But here’s another to add to the list anyway: Il Cattivo. (And, for the record, this one wins. Just plain wins. Period.) Il Cattivo features members of former and current bands including Black Lamb (Brian Hagman), Plains Mistaken For Stars (Matt Bellinger), Ghost Buffalo (Jed Koop), Machine Gun Blues (Holland Rock-Garden) and Taun Taun (Matty Clark). All of these guys are Denver metal/thrash/punk heroes, and all of their associated bands hold various legendary places in the Mile Hi Metal Pantheon (such that it is, or exists, or whatever). But in Il Cattivo, the best of their best has been magnified, intensified, codified and perfectified (as of now a word). The result is something the loose, bluesy thrash bombast side of Denver has been stretching, growing and just missing for far too long.

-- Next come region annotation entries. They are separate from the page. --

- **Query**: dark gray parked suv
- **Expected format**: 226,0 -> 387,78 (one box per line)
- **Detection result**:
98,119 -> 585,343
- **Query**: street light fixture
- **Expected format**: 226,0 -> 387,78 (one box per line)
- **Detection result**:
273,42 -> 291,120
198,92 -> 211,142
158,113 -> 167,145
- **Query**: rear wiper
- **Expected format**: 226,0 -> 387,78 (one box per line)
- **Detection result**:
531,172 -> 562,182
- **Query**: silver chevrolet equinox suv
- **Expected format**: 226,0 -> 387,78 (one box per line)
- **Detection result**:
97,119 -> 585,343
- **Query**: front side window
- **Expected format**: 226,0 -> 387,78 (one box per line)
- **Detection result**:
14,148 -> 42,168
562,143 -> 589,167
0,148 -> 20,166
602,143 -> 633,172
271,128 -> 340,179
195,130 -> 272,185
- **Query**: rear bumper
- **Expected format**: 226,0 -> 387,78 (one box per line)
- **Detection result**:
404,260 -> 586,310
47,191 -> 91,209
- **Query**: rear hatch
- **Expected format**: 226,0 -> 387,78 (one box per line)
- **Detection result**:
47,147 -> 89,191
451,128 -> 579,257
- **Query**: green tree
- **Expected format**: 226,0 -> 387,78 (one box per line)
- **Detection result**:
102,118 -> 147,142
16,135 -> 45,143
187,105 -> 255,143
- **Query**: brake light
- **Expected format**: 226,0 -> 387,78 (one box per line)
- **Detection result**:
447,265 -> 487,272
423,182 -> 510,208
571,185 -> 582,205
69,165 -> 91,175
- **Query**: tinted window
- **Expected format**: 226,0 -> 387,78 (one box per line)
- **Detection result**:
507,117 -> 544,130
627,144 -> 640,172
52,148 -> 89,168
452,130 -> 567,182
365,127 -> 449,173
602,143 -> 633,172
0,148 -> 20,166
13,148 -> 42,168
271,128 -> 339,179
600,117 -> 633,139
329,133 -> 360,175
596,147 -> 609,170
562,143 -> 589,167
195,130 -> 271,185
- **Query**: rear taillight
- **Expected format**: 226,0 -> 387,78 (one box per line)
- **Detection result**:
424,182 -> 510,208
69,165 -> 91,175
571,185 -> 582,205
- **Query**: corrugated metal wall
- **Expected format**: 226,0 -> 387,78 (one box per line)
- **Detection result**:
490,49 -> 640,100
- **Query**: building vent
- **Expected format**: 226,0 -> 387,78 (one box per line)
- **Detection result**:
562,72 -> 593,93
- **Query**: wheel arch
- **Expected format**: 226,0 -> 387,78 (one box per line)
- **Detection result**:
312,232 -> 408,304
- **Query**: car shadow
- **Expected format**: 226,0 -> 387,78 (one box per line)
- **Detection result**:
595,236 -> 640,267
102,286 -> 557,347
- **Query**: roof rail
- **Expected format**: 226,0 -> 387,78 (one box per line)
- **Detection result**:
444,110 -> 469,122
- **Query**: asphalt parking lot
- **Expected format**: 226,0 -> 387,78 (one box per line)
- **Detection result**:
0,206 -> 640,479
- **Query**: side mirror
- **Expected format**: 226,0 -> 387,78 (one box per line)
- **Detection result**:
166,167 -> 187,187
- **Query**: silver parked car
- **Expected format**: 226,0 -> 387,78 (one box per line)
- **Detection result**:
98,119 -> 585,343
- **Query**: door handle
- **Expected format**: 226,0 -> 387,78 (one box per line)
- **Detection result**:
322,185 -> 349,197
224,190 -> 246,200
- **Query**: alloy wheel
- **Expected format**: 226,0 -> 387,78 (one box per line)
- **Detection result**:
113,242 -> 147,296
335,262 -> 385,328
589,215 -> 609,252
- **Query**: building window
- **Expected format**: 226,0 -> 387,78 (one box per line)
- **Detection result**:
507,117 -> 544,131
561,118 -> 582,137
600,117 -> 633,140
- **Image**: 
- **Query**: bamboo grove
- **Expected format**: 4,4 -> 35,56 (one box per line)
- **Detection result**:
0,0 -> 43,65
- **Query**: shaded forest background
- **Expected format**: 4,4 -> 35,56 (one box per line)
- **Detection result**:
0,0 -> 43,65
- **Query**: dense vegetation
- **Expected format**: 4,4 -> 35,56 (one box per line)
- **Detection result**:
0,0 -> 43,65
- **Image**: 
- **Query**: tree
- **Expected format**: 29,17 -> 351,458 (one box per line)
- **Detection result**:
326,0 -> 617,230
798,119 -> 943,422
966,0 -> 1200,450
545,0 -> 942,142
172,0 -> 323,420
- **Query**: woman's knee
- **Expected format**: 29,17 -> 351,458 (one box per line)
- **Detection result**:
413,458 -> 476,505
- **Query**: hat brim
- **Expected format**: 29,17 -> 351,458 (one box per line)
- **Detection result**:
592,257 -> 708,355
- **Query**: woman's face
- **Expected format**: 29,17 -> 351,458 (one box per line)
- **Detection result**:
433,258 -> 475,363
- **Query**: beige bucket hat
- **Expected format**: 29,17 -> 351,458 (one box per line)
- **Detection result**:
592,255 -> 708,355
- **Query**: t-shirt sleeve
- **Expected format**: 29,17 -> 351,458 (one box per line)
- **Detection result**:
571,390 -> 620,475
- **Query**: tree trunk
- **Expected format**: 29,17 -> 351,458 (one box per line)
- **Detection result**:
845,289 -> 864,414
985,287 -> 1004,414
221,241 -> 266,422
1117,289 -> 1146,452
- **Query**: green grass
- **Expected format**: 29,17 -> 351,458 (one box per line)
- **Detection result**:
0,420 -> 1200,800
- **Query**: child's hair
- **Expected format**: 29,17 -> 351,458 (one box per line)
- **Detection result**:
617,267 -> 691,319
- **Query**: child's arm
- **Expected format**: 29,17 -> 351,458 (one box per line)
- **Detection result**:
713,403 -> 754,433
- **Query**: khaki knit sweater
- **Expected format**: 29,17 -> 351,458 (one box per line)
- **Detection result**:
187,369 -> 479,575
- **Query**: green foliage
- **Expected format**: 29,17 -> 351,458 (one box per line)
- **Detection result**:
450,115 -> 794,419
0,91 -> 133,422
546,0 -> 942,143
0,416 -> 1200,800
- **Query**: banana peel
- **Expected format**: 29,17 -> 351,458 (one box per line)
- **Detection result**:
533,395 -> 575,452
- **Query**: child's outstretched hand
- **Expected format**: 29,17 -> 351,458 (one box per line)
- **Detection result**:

Il Cattivo’s first effort, To Bring Low An Empire, proves it. From Hagman’s opening wails help to start “Long Gone John” the mood is set – and it’s too late, you’re already drunk. The Rock-Garden and Bellinger guitar assault rides hard and sloppy on Kopp and Clark’s (drums and bass, respectively) thrusting, tank-driven rhythms, all over the road – and sometimes off – until the whole thing comes to a twisting, tumbling halt. This is when you know you’re probably not going to remember where the bruises came from in the morning – between songs – until it starts up again.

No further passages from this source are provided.